Adolph Samborski

Biographical details
- Born: February 10, 1904 Westfield, Massachusetts, U.S.
- Died: December 8, 1977 (aged 73) York, Maine, U.S.

Playing career

Basketball
- 1921–1925: Harvard

Baseball
- 1922–1925: Harvard

Football
- 1923: Harvard
- Positions: Guard (basketball) Catcher (baseball) Fullback (football)

Coaching career (HC unless noted)

Baseball
- 1934–1946: Harvard (JV)
- 1947–1948: Harvard

Basketball
- 1925–1928: Harvard (freshmen)
- 1933–1934: Harvard (freshmen)

Administrative career (AD unless noted)
- 1927–1961: Harvard (dir. of intramural sports)
- 1961–1963: Harvard (assistant AD)
- 1963–1964: Harvard (associate AD)
- 1964–1970: Harvard
- 1971–1975: Yankee Conference (commissioner)

= Adolph Samborski =

American college athletics administrator (1904–1977)

Adolph Walter Samborski (February 10, 1904 – December 8, 1977) was an American coach and administrator who served as athletic director and head baseball coach at Harvard University.

==Athletic career==
Samborski attended Harvard after graduating from Westfield High School.
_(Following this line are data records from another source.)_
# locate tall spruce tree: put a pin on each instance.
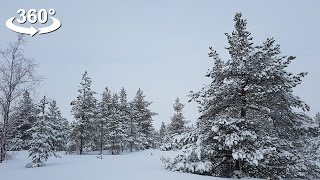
(142, 116)
(83, 109)
(116, 131)
(317, 118)
(43, 137)
(124, 117)
(248, 123)
(103, 120)
(162, 132)
(178, 123)
(60, 126)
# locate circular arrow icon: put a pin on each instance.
(56, 24)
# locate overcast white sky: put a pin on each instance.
(160, 46)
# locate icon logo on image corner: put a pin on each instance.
(33, 16)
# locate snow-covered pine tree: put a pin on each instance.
(124, 117)
(317, 118)
(25, 115)
(143, 118)
(248, 123)
(178, 123)
(60, 126)
(162, 132)
(83, 109)
(43, 136)
(116, 131)
(103, 119)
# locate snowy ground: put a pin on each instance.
(134, 166)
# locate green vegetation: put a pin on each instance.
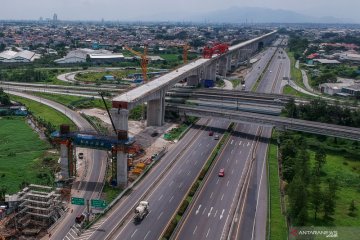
(319, 110)
(288, 90)
(75, 102)
(295, 73)
(325, 73)
(98, 76)
(32, 75)
(278, 229)
(322, 185)
(22, 156)
(235, 82)
(111, 192)
(297, 46)
(4, 98)
(41, 111)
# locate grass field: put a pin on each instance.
(290, 91)
(75, 101)
(21, 151)
(295, 73)
(97, 76)
(347, 172)
(44, 112)
(278, 229)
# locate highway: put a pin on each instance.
(87, 186)
(235, 206)
(164, 187)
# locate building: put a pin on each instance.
(327, 61)
(85, 54)
(10, 56)
(351, 57)
(353, 90)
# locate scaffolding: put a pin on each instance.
(39, 207)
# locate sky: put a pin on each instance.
(143, 10)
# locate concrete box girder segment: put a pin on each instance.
(155, 89)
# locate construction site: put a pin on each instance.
(34, 210)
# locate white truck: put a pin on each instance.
(141, 211)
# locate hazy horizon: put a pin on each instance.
(127, 10)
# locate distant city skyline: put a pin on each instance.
(129, 10)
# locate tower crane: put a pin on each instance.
(143, 60)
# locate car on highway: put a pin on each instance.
(80, 218)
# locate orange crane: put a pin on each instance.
(143, 60)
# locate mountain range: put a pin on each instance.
(249, 15)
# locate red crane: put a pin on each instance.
(218, 48)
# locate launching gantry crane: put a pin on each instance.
(143, 60)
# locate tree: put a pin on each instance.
(330, 200)
(298, 198)
(320, 160)
(316, 196)
(352, 209)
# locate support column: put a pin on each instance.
(210, 72)
(228, 63)
(64, 160)
(67, 160)
(156, 112)
(223, 66)
(119, 156)
(193, 80)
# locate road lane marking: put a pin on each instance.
(194, 230)
(197, 211)
(132, 235)
(147, 235)
(210, 211)
(222, 214)
(204, 211)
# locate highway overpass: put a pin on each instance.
(154, 91)
(281, 123)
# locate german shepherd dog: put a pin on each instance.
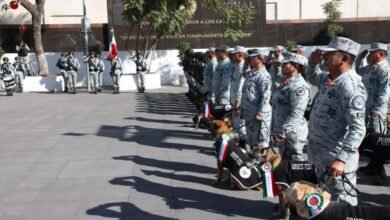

He was captain of the freshman basketball team and the starting catcher on the freshman baseball team. He became a starting guard on the varsity basketball team his sophomore season and became the team captain as a junior. He was the backup varsity catcher his sophomore before taking over the starting job his junior year. He was also a fullback on the 1923 Harvard Crimson football team.

==Coaching==
Samborski graduated from Harvard College in 1925 and remained with the Crimson as freshman basketball coach while he earned master's degrees in education and European history. He also coached the Crimson's junior varsity baseball team and was the varsity baseball coach in 1947 and 1948. He gave up coaching in 1948 to focus on his job as director of intramural sports.

==Administration==
In 1927 Samborski presented Harvard with a plan for organized intramural sports. The plan was approved and he was named director of intramural sports. In 1961, Samborski became Harvard's assistant athletic director. In 1963 he was promoted to associate athletic director and took over as acting athletic director when Thomas Bolles retired on August 31, 1963. On March 10, 1964, he was given the job permanently. He retired in August 1970. From 1971 to 1975 he was the commissioner of the Yankee Conference. He died on December 8, 1977, in York, Maine after a long illness.